The answer, of course, is 5 cents. But almost everyone has the initial inclination to think 10 cents. That’s because 10 cents feels about right. It’s the right order of magnitude and is suggested by the framing of the problem. That answer comes from the fast, intuitive side of your brain. But it’s wrong. The right answer requires the slower, more calculating part of your brain.
That should have interesting consequences for computer scientists working on natural language processing. This field has benefited from huge advances in recent years. These have come from machine-learning algorithms but also from large databases of text gathered by companies like Google.
Back in 1935, the American linguist George Zipf made a remarkable discovery. Zipf was curious about the relationship between common words and less common ones.

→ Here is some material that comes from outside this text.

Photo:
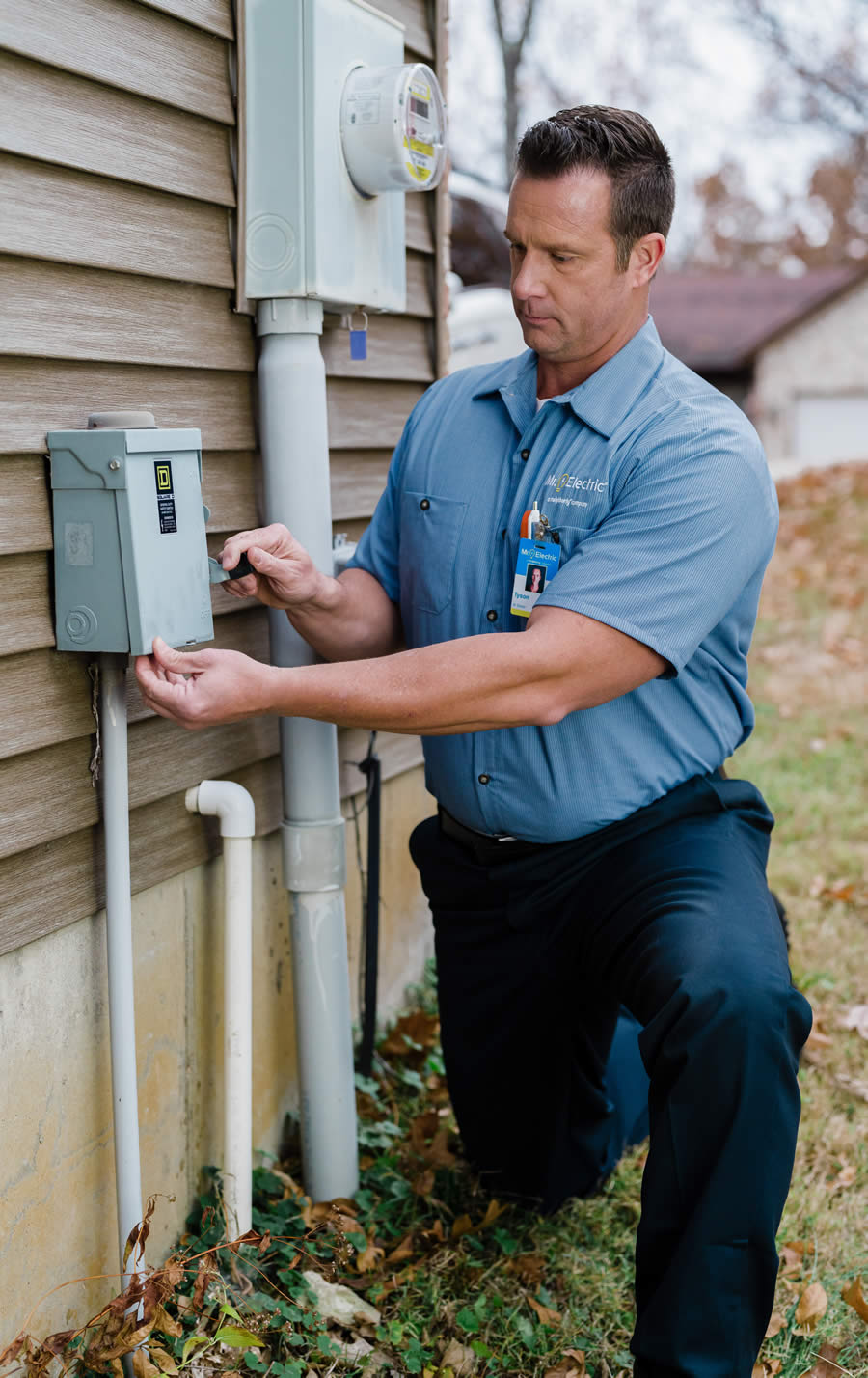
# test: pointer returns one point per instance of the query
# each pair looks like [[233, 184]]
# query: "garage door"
[[831, 427]]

So he counted how often words occur in ordinary language and then ordered them according to their frequency.
This revealed a remarkable regularity. Zipf found that the frequency of a word is inversely proportional to its place in the rankings. So a word that is second in the ranking appears half as often as the most common word. The third-ranked word appears one-third as often and so on.
In this research published by MIT - Yu and co say the word frequencies in languages share a common structure that differs from the one that statistical errors would produce. What’s more, they say this structure suggests that the brain processes common words differently from uncommon ones, an idea that has important consequences for natural-language processing and the automatic generation of text.